Content Processing - Grounded Docs MCP Server

The content processing system transforms raw content from various sources into searchable document chunks through a modular strategy-pipeline-splitter architecture.

Processing Overview

Content flows through multiple stages from source to searchable chunks: Each stage is specialized for different content types while maintaining a consistent interface.

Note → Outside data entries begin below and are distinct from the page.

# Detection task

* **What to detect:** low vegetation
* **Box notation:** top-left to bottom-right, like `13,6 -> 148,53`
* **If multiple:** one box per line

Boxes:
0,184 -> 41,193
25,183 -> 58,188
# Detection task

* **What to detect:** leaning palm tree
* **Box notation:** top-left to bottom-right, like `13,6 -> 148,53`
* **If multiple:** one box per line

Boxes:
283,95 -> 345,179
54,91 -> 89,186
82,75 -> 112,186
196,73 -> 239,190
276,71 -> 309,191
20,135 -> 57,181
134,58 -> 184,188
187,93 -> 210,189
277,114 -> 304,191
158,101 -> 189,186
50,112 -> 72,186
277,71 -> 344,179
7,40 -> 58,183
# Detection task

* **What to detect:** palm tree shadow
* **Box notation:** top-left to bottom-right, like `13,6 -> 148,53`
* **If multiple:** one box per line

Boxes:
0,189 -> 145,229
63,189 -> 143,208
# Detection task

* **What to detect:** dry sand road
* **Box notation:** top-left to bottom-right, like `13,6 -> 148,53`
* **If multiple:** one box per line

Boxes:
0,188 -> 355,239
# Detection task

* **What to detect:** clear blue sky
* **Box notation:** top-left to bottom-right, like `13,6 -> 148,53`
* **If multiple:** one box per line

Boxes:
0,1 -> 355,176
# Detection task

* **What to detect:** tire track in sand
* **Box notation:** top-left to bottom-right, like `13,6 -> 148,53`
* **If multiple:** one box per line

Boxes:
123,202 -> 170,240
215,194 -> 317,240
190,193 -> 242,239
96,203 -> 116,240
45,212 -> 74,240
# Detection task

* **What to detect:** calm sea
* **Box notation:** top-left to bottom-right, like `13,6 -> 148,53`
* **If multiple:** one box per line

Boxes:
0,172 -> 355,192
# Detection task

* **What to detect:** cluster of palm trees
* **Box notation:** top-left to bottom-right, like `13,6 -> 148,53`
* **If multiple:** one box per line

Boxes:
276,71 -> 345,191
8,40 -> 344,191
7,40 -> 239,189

Strategy Pattern Architecture

The system uses the Strategy pattern to handle different content sources: Code References:

src/scraper/types.ts - ScraperStrategy interface
src/scraper/strategies/BaseScraperStrategy.ts - Abstract base
src/scraper/strategies/*.ts - Concrete implementations

Content Sources

Web Scraper Strategy

Handles: HTTP/HTTPS URLs with JavaScript rendering support Features:

Playwright for JavaScript-heavy sites
Automatic link discovery and crawling
Scope filtering (same domain, path prefix)
Retry logic with exponential backoff
Rate limiting and politeness delays

Code Reference: src/scraper/strategies/WebScraperStrategy.ts

Local File Strategy

Handles: Local filesystem access with directory traversal Features:

Recursive directory scanning
File type filtering (.md, .txt, .json, etc.)
Git-aware (respects .gitignore)
Symbolic link handling
MIME type detection

Code Reference: src/scraper/strategies/LocalFileStrategy.ts

Package Registry Strategies

NPM Strategy:

Fetches package documentation from npm registry
Extracts README and type definitions
Version-specific documentation

PyPI Strategy:

Fetches Python package documentation
Extracts long description and metadata
Support for Sphinx documentation links

Code References:

src/scraper/strategies/NpmScraperStrategy.ts
src/scraper/strategies/PyPiScraperStrategy.ts

Content Fetchers

Abstract content retrieval across different sources:

HTTP Fetcher

Location: src/scraper/fetcher/HttpFetcher.ts Capabilities:

Standard HTTP requests with headers
Playwright rendering for dynamic content
Automatic retry with backoff
Error classification and handling
Response caching

The fetcher automatically detects when JavaScript rendering is needed based on content type and response headers.

File Fetcher

Location: src/scraper/fetcher/FileFetcher.ts Capabilities:

Local filesystem access
MIME type detection
Character encoding resolution
Binary file filtering
Symbolic link dereferencing

Processing Pipelines

Transform raw content using middleware chains and content-type-specific logic:

HTML Pipeline

Location: src/scraper/pipelines/HtmlPipeline.ts Most extensive middleware pipeline for web content:

Dynamic Content Rendering: Optional Playwright rendering for JavaScript
DOM Parsing: Convert HTML string to manipulable DOM (Cheerio)
Metadata Extraction: Extract title from <title> or <h1>
Link Discovery: Gather all links for crawler
Content Sanitization: Remove navigation, footers, ads, boilerplate
URL Normalization: Convert relative URLs to absolute, clean non-functional links
Markdown Conversion: Convert clean HTML to Markdown

Middleware order is critical - sanitization happens before URL normalization to avoid processing irrelevant content.

Markdown Pipeline

Location: src/scraper/pipelines/MarkdownPipeline.ts Lighter processing for Markdown files:

Front Matter Extraction: Parse YAML/TOML front matter
Metadata Extraction: Extract title, description
Link Processing: Resolve relative links

JSON Pipeline

Location: src/scraper/pipelines/JsonPipeline.ts Minimal middleware to preserve structure:

Structure Validation: Ensure valid JSON
Metadata Extraction: Extract schema information

Source Code Pipeline

Location: src/scraper/pipelines/SourceCodePipeline.ts Language-aware processing:

Language Detection: Identify programming language
Syntax Validation: Check for parse errors
Comment Extraction: Preserve documentation comments

Text Pipeline

Location: src/scraper/pipelines/TextPipeline.ts Fallback for generic text:

Encoding Detection: Ensure correct character encoding
Basic Metadata: Extract filename and size

Document Splitting

Two-phase approach: semantic splitting preserves structure, size optimization ensures embedding quality.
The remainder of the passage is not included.